Le temps glacial de ces jours appuie les ouvriers dans leur effort de stabilisation, après l'éboulement du chantier du métro M2. Le froid aide à figer le terrain et les matériaux qui s'étaient affaissés sont maintenant stables. Les travaux se poursuivront jour et nuit jusqu'à jeudi, puis normalement pendant deux semaines encore. Pendant ce temps, la quête des explications se poursuit.

Pour comprendre ce qui s'est passé, pour en tirer des enseignements pour la suite du chantier, l'écologiste François Marthaler, chef du Département des infrastructures (DINF), a réuni lundi toutes les parties impliquées. Pour le canton, c'était une manière de reprendre un peu d'initiative sur le «chantier du siècle», laissée à la Ville de Lausanne depuis la votation populaire de l'automne 2002. Aux côtés du canton, de la Ville et de la compagnie Métro Lausanne-Ouchy, le mandataire pour le percement du tunnel de Saint-Laurent était présent. Il s'agit d'un consortium lausannois, réunissant deux bureaux d'ingénieurs conseils et géologues, Piguet et associés ainsi que CSD. Un groupe qui a à son actif le tunnel du Lausanne-Echallens-Bercher (LEB), et qui devra également percer celui du M2 sous la cathédrale. Questions au ministre vaudois des Travaux publics.

Le Temps: Qu'avez-vous appris lors de cette rencontre?

François Marthaler: Nous avons pu poser des questions très claires aux mandataires sur les informations dont ils disposaient depuis l'adjudication de 1998. Le croquis du professeur Weidmann avec le «lac de Saint-Laurent» figurait dans le dossier qui leur a été transmis à l'époque.

– Auraient-ils donc dû effectuer des sondages complémentaires?

– Je ne peux témoigner que de ce que relatent les ingénieurs, à savoir qu'ils n'avaient aucune raison de se méfier. Les sondages effectués à la fin des années 90 avaient montré que le tracé initialement prévu sous la rue Neuve était problématique en raison de la présence d'eau dans ces alluvions glacio-lacustres. Le tracé ayant été changé, ils pensaient dès lors être dans une zone où le risque était vraisemblablement évité. On pensait que la nappe de Saint-Laurent s'échouait quelque part près du Mac Donald's. En réalité, il y a une discontinuité géographique très localisée, sur cinq ou six mètres, que les sondages n'ont pas permis de mettre en évidence.

– Mais la construction du centre commercial Coop, en 1958, avait déjà causé des difficultés…

– Les ingénieurs du consortium nous ont dit ne pas en avoir eu connaissance. Pour retracer l'histoire des chantiers, il existe des archives géologiques suisses, mais les mandataires ne s'y adressent que selon leur bon vouloir.

– De toute manière, les sondages ont été réalisés avant l'adjudication, c'est donc le canton qui en avait la première responsabilité.

– Tout à fait. L'expert neutre qui devra traiter des responsabilités devra reconstituer qui savait quoi à quel moment. S'il avait suffi d'un sondage pour lever un quelconque doute, on l'aurait fait. Or, personne n'a tiré la sonnette d'alarme, y compris parmi ceux qui prétendent aujourd'hui savoir ce qu'il aurait fallu faire!

– Que se serait-il passé si le problème avait été détecté à temps?

– On n'aurait pas renoncé au M2 pour autant, ni même cherché un troisième tracé.

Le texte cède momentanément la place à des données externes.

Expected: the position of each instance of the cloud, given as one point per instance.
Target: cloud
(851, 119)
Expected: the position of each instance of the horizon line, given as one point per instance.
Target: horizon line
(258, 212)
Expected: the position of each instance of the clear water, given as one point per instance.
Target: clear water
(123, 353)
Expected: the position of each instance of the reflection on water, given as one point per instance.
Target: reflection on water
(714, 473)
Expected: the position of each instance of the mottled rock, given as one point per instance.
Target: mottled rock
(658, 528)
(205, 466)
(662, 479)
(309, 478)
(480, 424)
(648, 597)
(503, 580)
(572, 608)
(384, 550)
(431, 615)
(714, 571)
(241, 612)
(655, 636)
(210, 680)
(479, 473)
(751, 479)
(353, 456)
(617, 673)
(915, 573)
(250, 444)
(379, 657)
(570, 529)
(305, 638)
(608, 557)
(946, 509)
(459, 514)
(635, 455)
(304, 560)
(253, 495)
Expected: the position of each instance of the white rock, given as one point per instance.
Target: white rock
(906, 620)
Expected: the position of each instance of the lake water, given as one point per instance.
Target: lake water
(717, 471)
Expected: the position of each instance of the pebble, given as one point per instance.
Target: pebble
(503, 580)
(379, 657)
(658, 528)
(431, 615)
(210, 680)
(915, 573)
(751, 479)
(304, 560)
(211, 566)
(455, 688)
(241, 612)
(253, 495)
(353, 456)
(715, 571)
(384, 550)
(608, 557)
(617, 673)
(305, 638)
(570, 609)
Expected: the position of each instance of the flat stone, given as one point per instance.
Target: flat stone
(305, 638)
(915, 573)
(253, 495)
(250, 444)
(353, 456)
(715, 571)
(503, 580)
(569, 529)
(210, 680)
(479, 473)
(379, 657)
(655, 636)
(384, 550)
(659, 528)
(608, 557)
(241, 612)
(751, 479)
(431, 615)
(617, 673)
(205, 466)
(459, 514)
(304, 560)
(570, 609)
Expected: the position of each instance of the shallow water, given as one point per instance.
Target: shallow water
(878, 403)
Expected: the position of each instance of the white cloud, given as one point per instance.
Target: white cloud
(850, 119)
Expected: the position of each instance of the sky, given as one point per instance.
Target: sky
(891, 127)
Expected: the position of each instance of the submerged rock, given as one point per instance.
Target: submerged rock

Le problème était réglable techniquement, par des injections de béton ou par la congélation du sol au fur et à mesure de l'avance.

– Quelle leçon tirer de ce que vous qualifiez de grave incident?

– Il y aura d'autres zones délicates. La zone de la cathédrale est plus problématique au plan technique, mais identifiée comme telle depuis belle lurette. D'importantes études complémentaires ont été lancées en janvier. De manière générale, on va certainement refaire l'inventaire des risques, de leur probabilité d'occurrence et surtout des scénarios de réponse, qu'il y aurait lieu de repréciser pour tous les acteurs. Je ne me contente pas des commentaires de techniciens me disant que tout va bien. La réaction après l'accident de Saint-Laurent a été exemplaire, mais je ne sais pas trop ce qui était planifié et ce qui était improvisé.

– La nomination de l'expert neutre était annoncée vendredi comme imminente. On l'attend toujours…

– C'est une démarche que le canton soutient. Dans une configuration standard, chaque partie prend son conseil et envoie ses gladiateurs les uns contre les autres. Ici, nous avons un seul assureur, la Zurich, qui couvre toutes les parties en présence. Il faut donc que l'expert neutre soit confirmé dans son mandat par tous ces partenaires. Par ailleurs, nous n'avons pas encore le catalogue complet des questions permettant d'établir le cahier des charges. Je pense qu'on se mettra rapidement d'accord maintenant.